[RFC v4 0/6] CPU reclaiming for SCHED_DEADLINE
From: Luca Abeni
Date: Fri Dec 30 2016 - 06:33:49 EST
From: Luca Abeni <luca.abeni@xxxxxxxx>
here is a new version of the patchset implementing CPU reclaiming
(using the GRUB algorithm) for SCHED_DEADLINE.
Basically, this feature allows SCHED_DEADLINE tasks to consume more
than their reserved runtime, up to a maximum fraction of the CPU time
(so that other tasks are left some spare CPU time to execute), if this
does not break the guarantees of other SCHED_DEADLINE tasks.
The patchset applies on top of tip/master.
The implemented CPU reclaiming algorithm is based on tracking the
utilization U_act of active tasks (first 2 patches), and modifying the
runtime accounting rule (see patch 0004). The original GRUB algorithm is
modified as described in  to support multiple CPUs (the original
algorithm only considered one single CPU, this one tracks U_act per
runqueue) and to leave an "unreclaimable" fraction of CPU time to non
SCHED_DEADLINE tasks (see patch 0005: the original algorithm can consume
100% of the CPU time, starving all the other tasks).
Patch 0003 uses the newly introduced "inactive timer" (introduced in
patch 0002) to fix dl_overflow() and __setparam_dl().
Patch 0006 allows to enable CPU reclaiming only on selected tasks.
Changes since v3:
the most important change is the introduction of a new "dl_non_contending"
flag in the "sched_dl_entity" structure, that allows to avoid a race
condition identified by Peter
(http://lkml.iu.edu/hypermail/linux/kernel/1604.0/02822.html) and Juri
For the moment, I added a new field (similar to the other "dl_*" flags)
to the deadline scheduling entity; if needed I can move all the dl_* flags
to a single field in a following patch.
Other than this, I tried to address all the comments I received, and to
add comments requested in the previous reviews.
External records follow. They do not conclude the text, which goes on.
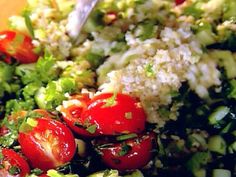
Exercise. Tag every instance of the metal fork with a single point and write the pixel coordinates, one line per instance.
(79, 16)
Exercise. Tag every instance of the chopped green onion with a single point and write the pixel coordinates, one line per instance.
(110, 101)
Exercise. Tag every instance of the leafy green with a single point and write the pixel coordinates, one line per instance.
(193, 10)
(7, 82)
(232, 92)
(53, 94)
(198, 161)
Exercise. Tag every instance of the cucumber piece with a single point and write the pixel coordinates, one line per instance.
(217, 144)
(218, 114)
(221, 173)
(225, 59)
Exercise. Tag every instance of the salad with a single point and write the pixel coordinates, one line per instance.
(147, 89)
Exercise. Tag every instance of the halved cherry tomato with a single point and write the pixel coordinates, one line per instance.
(128, 155)
(114, 114)
(18, 46)
(13, 164)
(48, 144)
(178, 2)
(71, 113)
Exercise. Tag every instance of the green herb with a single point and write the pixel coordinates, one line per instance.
(17, 41)
(92, 128)
(1, 156)
(110, 101)
(149, 70)
(37, 171)
(125, 137)
(197, 161)
(28, 23)
(78, 124)
(218, 114)
(125, 148)
(14, 170)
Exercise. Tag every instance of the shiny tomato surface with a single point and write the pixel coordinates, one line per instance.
(18, 46)
(14, 165)
(114, 114)
(130, 154)
(48, 144)
(178, 2)
(72, 114)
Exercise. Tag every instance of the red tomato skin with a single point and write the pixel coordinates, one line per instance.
(70, 121)
(48, 145)
(14, 159)
(139, 155)
(22, 51)
(178, 2)
(72, 115)
(125, 116)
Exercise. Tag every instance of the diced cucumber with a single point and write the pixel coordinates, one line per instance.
(225, 59)
(218, 114)
(217, 144)
(221, 173)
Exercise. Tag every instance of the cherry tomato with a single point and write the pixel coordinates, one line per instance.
(129, 154)
(114, 114)
(18, 46)
(13, 164)
(178, 2)
(48, 144)
(16, 118)
(71, 114)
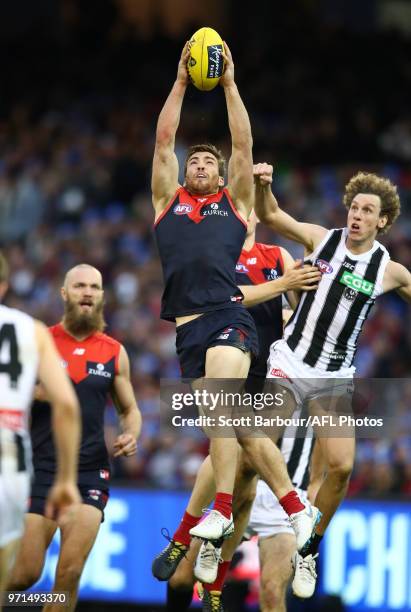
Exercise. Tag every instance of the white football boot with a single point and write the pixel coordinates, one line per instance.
(304, 523)
(208, 559)
(214, 526)
(305, 575)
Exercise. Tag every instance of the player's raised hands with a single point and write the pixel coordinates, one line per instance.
(182, 74)
(125, 445)
(263, 174)
(228, 74)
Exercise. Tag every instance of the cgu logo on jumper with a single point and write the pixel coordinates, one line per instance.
(353, 281)
(323, 266)
(182, 209)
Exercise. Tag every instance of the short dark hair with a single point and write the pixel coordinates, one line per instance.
(4, 269)
(208, 148)
(366, 182)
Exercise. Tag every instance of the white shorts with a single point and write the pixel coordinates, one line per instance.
(305, 382)
(14, 496)
(267, 515)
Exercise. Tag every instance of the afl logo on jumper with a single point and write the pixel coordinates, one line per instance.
(214, 210)
(97, 369)
(182, 209)
(270, 273)
(323, 266)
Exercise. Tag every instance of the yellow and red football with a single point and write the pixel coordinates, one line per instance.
(206, 63)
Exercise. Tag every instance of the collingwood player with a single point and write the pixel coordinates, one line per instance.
(27, 352)
(317, 352)
(99, 367)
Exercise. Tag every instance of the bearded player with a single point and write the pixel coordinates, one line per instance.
(263, 273)
(26, 352)
(98, 367)
(320, 340)
(200, 230)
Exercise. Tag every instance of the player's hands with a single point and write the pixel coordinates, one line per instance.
(40, 393)
(263, 174)
(301, 278)
(125, 445)
(182, 73)
(228, 74)
(61, 501)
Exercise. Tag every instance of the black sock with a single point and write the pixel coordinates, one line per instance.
(178, 600)
(312, 548)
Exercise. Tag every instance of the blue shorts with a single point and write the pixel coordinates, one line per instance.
(227, 327)
(93, 489)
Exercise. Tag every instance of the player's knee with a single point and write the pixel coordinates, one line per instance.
(341, 469)
(244, 499)
(69, 574)
(23, 578)
(182, 579)
(272, 593)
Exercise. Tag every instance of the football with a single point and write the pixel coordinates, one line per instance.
(206, 63)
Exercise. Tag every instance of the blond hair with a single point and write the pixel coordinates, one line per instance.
(364, 182)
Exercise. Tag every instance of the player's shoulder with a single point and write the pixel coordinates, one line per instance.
(108, 340)
(267, 248)
(56, 330)
(269, 252)
(379, 245)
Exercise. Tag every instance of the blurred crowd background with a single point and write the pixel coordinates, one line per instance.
(82, 86)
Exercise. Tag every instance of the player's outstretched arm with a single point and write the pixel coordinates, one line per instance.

In particular, the add_running_bw() and sub_running_bw() functions are now
marked as inline, and have been simplified as suggested by Daniel and
The overflow and underflow checks in these functions have been modified
as suggested by Peter; because of a limitation of SCHED_WARN_ON(), the
code in sub_running_bw() is slightly more complex. If SCHED_WARN_ON() is
improved (as suggested in a previous email of mine), I can simplify
sub_running_bw() in a following patch.
I also updated the patches to apply on top of tip/master.
Finally, I (hopefully) fixed an issue with my usage of get_task_struct() /
put_task_struct() in the previous patches: previously, I did
"get_task_struct(p)" before arming the "inactive task timer", and
"put_task_struct(p)" in the timer handler... But I forgot to call
"put_task_struct(p)" when successfully cancelling the timer; this should
be fixed in the new version of patch 0002.
 Lipari, G., & Baruah, S. (2000). Greedy reclamation of unused bandwidth in constant-bandwidth servers. In Real-Time Systems, 2000. Euromicro RTS 2000. 12th Euromicro Conference on (pp. 193-200). IEEE.
 Abeni, L., Lelli, J., Scordino, C., & Palopoli, L. (2014, October). Greedy CPU reclaiming for SCHED DEADLINE. In Proceedings of the Real-Time Linux Workshop (RTLWS), Dusseldorf, Germany.
Luca Abeni (6):
sched/deadline: track the active utilization
sched/deadline: improve the tracking of active utilization
sched/deadline: fix the update of the total -deadline utilization
sched/deadline: implement GRUB accounting
sched/deadline: do not reclaim the whole CPU bandwidth
sched/deadline: make GRUB a task's flag
include/linux/sched.h | 18 +++-
include/uapi/linux/sched.h | 1 +
kernel/sched/core.c | 45 ++++----
kernel/sched/deadline.c | 260 +++++++++++++++++++++++++++++++++++++++++----
kernel/sched/sched.h | 13 +++
5 files changed, 291 insertions(+), 46 deletions(-)